A recomendação de acompanhamento multidisciplinar regular e de longo prazo foi reforçada pela nutricionista Fernanda Mattos, do Programa de Obesidade e Cirurgia Bariátrica do Hospital Universitário Clementino Fraga Filho (HUCFF) da UFRJ. “A cirurgia não finaliza o tratamento da obesidade. Muito pelo contrário, a parte mais difícil começa depois da cirurgia”, ponderou. Além da dieta rigorosa nos primeiros dias depois da cirurgia, a nutricionista lembra que o paciente precisa modificar seus hábitos e passar por uma reeducação alimentar.
“Eu ensino as pessoas a mastigar. O tamanho do estômago será reduzido significativamente. A mastigação ajuda a evitar engasgos e aquela sensação de entalamento”, descreveu.
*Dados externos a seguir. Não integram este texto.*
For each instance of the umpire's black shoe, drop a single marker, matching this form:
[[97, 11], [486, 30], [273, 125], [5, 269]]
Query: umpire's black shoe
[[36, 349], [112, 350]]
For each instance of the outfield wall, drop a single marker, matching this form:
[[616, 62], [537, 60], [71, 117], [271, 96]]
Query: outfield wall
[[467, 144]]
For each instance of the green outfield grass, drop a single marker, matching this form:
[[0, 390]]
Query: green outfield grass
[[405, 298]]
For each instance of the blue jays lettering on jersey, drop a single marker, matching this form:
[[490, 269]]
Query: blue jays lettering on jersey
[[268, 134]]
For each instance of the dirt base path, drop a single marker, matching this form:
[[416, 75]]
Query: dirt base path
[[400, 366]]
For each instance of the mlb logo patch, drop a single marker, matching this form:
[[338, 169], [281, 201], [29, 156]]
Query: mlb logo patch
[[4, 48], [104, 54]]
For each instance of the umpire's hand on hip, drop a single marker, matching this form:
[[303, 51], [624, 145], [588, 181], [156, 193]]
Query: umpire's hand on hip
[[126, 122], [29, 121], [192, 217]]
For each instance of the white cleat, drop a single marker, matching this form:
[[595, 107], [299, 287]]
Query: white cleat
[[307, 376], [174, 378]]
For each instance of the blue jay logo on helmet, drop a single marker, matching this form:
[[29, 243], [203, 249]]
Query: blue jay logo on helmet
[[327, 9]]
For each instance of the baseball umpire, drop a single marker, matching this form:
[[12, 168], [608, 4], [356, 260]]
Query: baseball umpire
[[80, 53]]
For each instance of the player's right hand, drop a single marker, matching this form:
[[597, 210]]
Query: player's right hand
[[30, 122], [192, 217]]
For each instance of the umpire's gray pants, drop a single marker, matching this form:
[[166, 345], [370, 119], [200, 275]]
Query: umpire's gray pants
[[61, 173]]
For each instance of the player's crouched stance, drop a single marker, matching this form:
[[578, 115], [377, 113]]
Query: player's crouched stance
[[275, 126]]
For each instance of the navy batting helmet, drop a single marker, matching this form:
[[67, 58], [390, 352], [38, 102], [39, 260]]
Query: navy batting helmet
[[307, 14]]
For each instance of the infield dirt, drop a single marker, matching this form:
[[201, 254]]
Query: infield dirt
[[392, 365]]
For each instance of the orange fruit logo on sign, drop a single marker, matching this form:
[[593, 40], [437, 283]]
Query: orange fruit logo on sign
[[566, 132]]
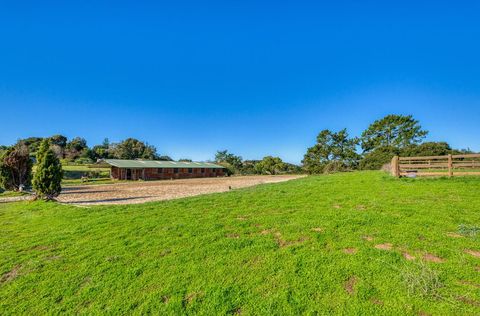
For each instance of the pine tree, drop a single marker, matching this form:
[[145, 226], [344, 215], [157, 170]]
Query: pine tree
[[49, 173]]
A nutricionista observou ainda que não basta reduzir a quantidade de comida, mas também é necessário modificar a qualidade da alimentação.
Longe de querer apresentar respostas definitivas sobre o assunto, os palestrantes ressaltaram que esse é um campo que ainda precisa ser muito explorado, e que há muitas perguntas sobre o impacto cognitivo da cirurgia bariátrica a serem respondidas, como, por exemplo, em que casos a redução do estômago ajuda a contornar transtornos mentais pré-existentes, e em que situações a cirurgia pode desencadear outros transtornos alimentares especialmente quando o paciente volta a ganhar peso?
Para mitigar possíveis efeitos negativos da cirurgia bariátrica, os palestrantes foram unânimes no caminho apontado: É preciso envolver todos os profissionais (clínico, cirurgião, psicólogo, psiquiatra, nutricionista) em um trabalho conjunto e interligado, desde o pré-operatório (quando é necessária uma avaliação criteriosa) até o pós-operatório, quando o acompanhamento psiquiátrico será decisivo para o sucesso do tratamento.